Une nuit, on fut attaqués par une horde de zombies. Tout le monde était en panique, il y eut des tirs de partout, des gens furent tués soit par balles soit par morsures des zombies. Ce ne fût surtout que le moment propice pour m'enfuir.

Je pris le plus de vivres possibles et, bien sûr mon arc. Je courus jusqu'à la route où il y avait énormément de voitures. Heureusement, j'en trouvai une qui fonctionnait. J'en profitai donc pour partir le plus loin possible de ce camp. Sans regret.

Je roulai jusqu'à Atlanta, j'avais entendu dire qu'il y avait peut-être un camp. Mais lorsque j'arrivai à cette ville, elle était totalement déserte. Elle n'était habitée que par des zombies et je décidai de déguerpir de là.

Sur mon chemin, j'avais croisé un vieux camp abandonné, il y avait quelques provisions mais ce qui me marqua le plus était le message laissé sur une belle voiture rouge : « Morgan ne va pas au CDC, cet endroit n'est pas sûr. Rick ».

Je repris de l'espoir, convaincue que mon père avait écrit ce message. Même s'il ne m'était pas destiné, je savais qu'il était toujours en vie et que Carl et Lori étaient peut être avec lui. Je devais les retrouver quoiqu'il en coûte. Je pris l'autoroute en espérant les retrouver là-bas mais il n'y avait que des voitures abandonnées, et je pus faire le plein avant de partir.

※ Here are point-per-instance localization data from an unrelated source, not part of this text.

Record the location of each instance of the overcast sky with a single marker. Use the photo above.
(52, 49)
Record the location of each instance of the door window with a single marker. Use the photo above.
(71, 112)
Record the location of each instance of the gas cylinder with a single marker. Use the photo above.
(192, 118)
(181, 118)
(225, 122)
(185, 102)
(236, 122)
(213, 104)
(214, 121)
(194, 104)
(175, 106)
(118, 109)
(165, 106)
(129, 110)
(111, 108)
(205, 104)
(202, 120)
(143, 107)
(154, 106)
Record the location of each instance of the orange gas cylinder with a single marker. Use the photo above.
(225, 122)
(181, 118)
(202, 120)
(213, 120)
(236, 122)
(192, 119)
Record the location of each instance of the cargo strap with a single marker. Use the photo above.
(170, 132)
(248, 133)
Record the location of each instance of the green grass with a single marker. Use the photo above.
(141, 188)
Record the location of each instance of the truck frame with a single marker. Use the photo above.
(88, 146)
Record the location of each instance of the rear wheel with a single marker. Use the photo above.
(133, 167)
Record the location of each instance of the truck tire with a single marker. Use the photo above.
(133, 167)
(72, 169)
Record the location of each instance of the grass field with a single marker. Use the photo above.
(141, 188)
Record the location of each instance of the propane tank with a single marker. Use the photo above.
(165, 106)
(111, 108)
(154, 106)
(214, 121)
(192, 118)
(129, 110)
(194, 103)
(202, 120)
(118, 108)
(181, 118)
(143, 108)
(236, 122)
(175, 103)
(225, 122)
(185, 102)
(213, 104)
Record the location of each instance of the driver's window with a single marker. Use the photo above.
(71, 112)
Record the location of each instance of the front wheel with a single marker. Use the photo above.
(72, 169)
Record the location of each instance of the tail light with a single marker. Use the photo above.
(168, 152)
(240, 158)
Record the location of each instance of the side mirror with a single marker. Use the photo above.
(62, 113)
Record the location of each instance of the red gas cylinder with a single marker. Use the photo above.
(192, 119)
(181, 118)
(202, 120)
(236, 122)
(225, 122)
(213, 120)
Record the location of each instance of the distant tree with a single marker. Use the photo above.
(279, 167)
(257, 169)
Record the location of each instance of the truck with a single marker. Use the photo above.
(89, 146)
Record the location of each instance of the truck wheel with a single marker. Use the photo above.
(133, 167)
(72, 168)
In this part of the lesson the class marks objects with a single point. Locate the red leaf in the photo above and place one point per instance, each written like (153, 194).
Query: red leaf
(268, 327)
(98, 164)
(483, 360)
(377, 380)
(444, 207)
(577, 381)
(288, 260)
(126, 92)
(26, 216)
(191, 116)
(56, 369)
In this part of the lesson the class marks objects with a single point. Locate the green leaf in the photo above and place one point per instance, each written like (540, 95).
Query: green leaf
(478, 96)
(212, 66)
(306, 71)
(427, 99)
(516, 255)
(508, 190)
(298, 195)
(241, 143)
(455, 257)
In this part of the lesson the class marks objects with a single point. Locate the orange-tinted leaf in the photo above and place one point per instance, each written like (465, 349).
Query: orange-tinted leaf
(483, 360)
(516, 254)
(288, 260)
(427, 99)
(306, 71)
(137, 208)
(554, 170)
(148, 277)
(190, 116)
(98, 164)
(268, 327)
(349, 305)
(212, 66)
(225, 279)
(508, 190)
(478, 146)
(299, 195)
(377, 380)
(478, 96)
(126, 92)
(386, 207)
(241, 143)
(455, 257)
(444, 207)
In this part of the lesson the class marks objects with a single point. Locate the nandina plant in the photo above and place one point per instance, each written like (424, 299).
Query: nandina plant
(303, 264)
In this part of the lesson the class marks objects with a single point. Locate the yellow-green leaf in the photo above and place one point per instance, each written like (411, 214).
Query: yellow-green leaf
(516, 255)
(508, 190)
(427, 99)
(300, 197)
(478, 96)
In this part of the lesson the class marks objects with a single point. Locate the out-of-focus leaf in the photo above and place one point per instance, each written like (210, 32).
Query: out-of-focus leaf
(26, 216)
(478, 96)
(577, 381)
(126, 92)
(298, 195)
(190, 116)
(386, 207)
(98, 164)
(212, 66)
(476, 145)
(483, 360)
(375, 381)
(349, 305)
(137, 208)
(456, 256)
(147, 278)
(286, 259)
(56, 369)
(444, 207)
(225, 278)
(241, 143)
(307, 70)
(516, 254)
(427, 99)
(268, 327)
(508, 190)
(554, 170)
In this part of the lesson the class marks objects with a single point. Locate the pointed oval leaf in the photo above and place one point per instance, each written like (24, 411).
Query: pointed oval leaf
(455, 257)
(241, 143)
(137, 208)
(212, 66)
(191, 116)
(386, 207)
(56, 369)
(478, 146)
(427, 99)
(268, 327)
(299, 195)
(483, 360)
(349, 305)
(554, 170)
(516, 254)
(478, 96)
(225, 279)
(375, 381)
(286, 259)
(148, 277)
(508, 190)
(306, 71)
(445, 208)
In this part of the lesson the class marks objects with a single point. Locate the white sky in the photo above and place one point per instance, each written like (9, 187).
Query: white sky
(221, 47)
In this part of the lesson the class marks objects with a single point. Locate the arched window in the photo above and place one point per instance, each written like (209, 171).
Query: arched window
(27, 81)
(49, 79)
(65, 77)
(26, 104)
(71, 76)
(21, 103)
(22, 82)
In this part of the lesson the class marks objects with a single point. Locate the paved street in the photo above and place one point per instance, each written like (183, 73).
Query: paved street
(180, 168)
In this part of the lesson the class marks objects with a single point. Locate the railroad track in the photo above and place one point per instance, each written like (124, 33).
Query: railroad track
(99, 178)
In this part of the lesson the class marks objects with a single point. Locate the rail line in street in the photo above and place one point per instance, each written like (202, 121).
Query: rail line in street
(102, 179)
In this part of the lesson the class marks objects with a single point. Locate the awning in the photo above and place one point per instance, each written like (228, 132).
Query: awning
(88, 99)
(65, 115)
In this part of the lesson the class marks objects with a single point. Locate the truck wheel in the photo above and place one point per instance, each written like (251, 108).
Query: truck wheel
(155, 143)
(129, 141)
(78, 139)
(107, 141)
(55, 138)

Quelques semaines étaient passées, je ne les avais toujours pas retrouvés mais je ne perdis pas espoir. Le pneu de ma voiture éclata, je continuais à pied en étant sur mes gardes. Je vis un peu plus loin dans la forêt un zombie, je m'approchai discrètement de celui-ci et je l'éliminai. Je découpais ses boyaux et je les mis en guise de collier, je découpai ses mains pour les attacher à ma ceinture, je mis son sang sur tout mon corps pour masquer ainsi mon odeur comme m'avais appris Ryley. Grâce à celui-ci j'avais appris que cette technique permettait de cacher son odeur et d'éviter de se faire repérer par les cadavres. Je passai donc devant plusieurs groupes de zombies, aucun d'eux ne m'avaient remarquée.

Lorsqu'il pleuvait je me réfugiai dans une voiture ou alors sous un pont pour garder mon camouflage, j'essayai d'éviter des groupes de survivants, je ne voulais pas revivre la même chose que dans mon ancien groupe.